© St. Petersburg Times, published February 4, 2002
Rock legend Bob Dylan and His Band rolled into the Ice Palace Saturday to treat several thousand fans to a perfect performance. Dylan, 60, culled generously from his decades of superb songs and also served new material from last year's masterpiece "Love & Theft."
Dylan may now be a senior citizen, but he's lost none of his punch. He'll forever wear the label of spokesperson for the 1960s generation, but his message is powerful for folks of any age.
In a time when the current popular music landscape lacks a visionary of its own, Dylan's gruff, provocative and tough-minded presence is appealing. Sexagenarian or not, in rock's world of sages and soothsayers, Dylan is still peerless.
As an artist, he bursts with a creativity both seasoned and playful. Dylan and His Band, which includes the lanky, talented Austin-based blues guitarist Charlie Sexton, were so frolicsome, the vibe seeped into the audience. Fans -- an exact attendance figure was not available -- stood many times to applaud and groove. Yes, you can dance to Dylan -- who knew?
Dylan himself was a wonder in a large, white cowboy hat and a western suit -- not quite as garish as one of Gram Parson's beloved Nudie suits, but flashy enough. The night's music had a decidely twangy feel, with Dylan emerging to the opening strains of Aaron Copland's Rodeo.
Classics such as Hey Mr. Tambourine Man and It's Alright, Ma (I'm Only Bleeding) were invigorated by the tight band, Dylan's gargle-on-gravel vocals and the Palace's surprisingly crisp acoustics. (Apparently Dylan's sound guy is doing more than just burning bushels of Nag Champa incense down there.)
Dylan's sassy leg thrusts, kicks, and shuffles were a delight, as was witnessing his frequent grin. He's at home on stage. Sure, we were several thousand strong in that arena, but it felt like we were in his living room, even if he didn't talk to us at all.
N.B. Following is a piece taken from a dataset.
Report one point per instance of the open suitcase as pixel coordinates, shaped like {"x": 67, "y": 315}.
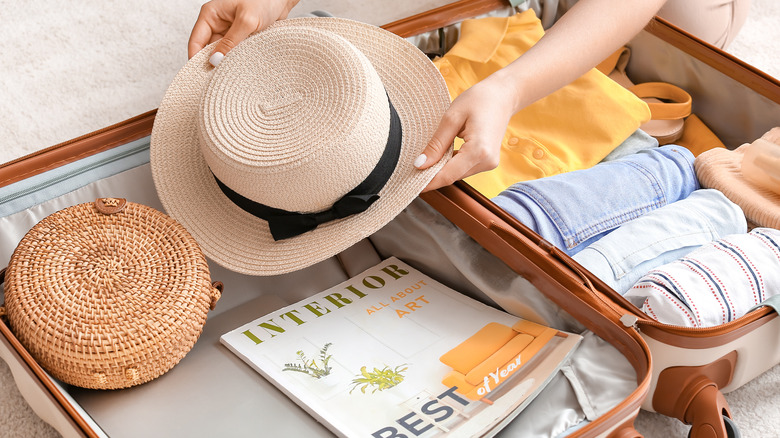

Dylan tweaks every song, pulls something different from its core, explores the thing and offers it to fans. Who recognized the night's last encore Blowin' in the Wind, totally deconstructed, until Dylan and his cohorts began brightly harmonizing its chorus? It was the same with Forever Young.
The timely Masters Of War resonated, with the crowd cheering its antiwar message. Lay Lady Lay was gorgeous awash in Larry Campbell's pedal steel guitar. Campbell's zesty banjo on the new High Water was just as tasty. The rave-up Tweedle Dee & Tweedle Dum was fiery and fun. Several new numbers were fresh with a rockabilly feel.
Former Allman Brothers Band guitarist Dickey Betts, who lives near Sarasota, joined his old pal, adding bluesy riffage to Rainy Day Women #12 & 35.